Having just had a historically good November, markets around the world kicked off December in style, spurred by positive manufacturing data out of Asia and good coronavirus vaccine news in Europe. There was even bullish sentiment around bipartisan stimulus talks in Washington—at least until the Senate majority leader pitched in.

Markets update


  • In New York, the markets put Monday’s lackluster denouement to November behind them. Both the S&P 500 (+1.1%) and the Nasdaq (+1.3%) set new record closing highs, while the Dow climbed 0.6%.
  • Investors got a lift from news that lawmakers on both sides of the aisle had come together to unveil a new $908 billion COVID-19 stimulus bill that would aid a U.S. economy still struggling with the pandemic’s impact. But Senate Majority Leader Mitch McConnell (R-Ky.) was skeptical of the proposal, calling instead for a “targeted relief bill” of more limited scope.
  • Elsewhere on Capitol Hill, the Senate Banking Committee pressed Treasury Secretary Steven Mnuchin and Federal Reserve chairman Jerome Powell over their diverging views on the Fed’s emergency credit lending facilities. Mnuchin has declined to extend the facilities—which the Fed launched in response to the pandemic—against Powell’s protests.
  • U.S. manufacturing activity, while continuing to expand in November, saw growth slow down from the previous month as the nation dealt with a new wave of COVID-19 infections.
  • Exchange operator Nasdaq has proposed mandatory board diversity requirements in a new filing with the Securities and Exchange Commission. The proposal would require the 3,000-plus companies listed on the stock exchange to have at least one woman and one racial minority or LGBTQ individual on their board of directors.

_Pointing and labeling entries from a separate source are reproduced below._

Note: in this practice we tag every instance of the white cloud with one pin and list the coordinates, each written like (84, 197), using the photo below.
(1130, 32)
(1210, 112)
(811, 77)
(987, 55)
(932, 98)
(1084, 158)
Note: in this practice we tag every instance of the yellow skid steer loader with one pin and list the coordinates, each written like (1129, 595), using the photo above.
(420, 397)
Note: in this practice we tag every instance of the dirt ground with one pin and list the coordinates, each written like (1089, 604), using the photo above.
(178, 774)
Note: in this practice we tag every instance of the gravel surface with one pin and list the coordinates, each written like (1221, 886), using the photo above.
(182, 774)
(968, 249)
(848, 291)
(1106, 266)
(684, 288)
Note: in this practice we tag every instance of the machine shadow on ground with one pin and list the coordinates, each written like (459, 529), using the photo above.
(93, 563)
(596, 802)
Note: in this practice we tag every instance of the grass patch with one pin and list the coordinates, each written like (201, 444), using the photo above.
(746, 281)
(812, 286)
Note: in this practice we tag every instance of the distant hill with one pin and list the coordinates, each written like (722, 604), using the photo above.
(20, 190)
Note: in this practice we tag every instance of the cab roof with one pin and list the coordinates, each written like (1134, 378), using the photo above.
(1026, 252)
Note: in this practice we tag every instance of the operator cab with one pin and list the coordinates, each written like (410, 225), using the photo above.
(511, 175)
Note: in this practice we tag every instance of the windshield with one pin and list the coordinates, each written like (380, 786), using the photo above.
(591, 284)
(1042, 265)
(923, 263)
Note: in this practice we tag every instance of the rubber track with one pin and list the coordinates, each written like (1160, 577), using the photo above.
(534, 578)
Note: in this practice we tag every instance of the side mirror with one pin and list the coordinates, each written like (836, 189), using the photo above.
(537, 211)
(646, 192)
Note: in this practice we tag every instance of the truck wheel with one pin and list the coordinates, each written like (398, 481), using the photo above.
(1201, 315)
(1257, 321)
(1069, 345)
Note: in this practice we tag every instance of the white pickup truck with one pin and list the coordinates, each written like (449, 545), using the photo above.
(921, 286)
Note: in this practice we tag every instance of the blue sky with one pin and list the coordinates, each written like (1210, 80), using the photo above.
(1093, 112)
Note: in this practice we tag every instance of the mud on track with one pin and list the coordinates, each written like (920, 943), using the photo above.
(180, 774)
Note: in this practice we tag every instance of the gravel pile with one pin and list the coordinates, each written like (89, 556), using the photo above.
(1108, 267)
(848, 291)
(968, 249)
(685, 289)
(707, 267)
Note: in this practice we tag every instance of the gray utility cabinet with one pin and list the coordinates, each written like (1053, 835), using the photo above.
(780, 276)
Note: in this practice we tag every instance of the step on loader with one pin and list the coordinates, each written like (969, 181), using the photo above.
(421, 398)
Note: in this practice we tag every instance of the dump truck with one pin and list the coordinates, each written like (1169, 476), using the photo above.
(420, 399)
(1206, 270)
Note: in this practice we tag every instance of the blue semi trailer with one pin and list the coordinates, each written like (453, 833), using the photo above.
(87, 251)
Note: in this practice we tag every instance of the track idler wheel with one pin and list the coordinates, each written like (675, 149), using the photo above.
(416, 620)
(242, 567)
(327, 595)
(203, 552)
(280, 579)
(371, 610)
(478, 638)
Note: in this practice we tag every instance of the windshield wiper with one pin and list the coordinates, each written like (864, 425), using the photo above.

  • The European bourses were up across the board on Tuesday. London’s FTSE led the way by gaining 1.9%, while the CAC 40 in Paris climbed 1.1%. Frankfurt’s DAX (+0.7%) and the pan-European STOXX 600 (+0.7%) registered more modest gains.
  • Those markets were likely boosted by news that both the Pfizer/BioNTech partnership and Moderna have applied for emergency approval of their COVID-19 vaccines with the European Union.
  • As in the U.S., European manufacturing saw slowing growth in November, as COVID-19 cases climbed and lockdown restrictions took hold across the continent.
  • Scandal-plagued Swiss financial giant Credit Suisse has tapped Antonio Horta-Osorio, the outgoing CEO of British bank Lloyds, as its new chairman. On Monday, Lloyds named HSBC wealth and personal banking head Charlie Nunn as Horta-Osorio’s successor.
  • Diplomats from Germany, France, and Britain urged the Trump administration to reconsider fresh sanctions against Iranian banks this fall, according to Reuters.
  • A no-deal Brexit is still very much a possibility, senior British minister Michael Gove said 30 days before the end of the U.K’s “transition” period out of Europe.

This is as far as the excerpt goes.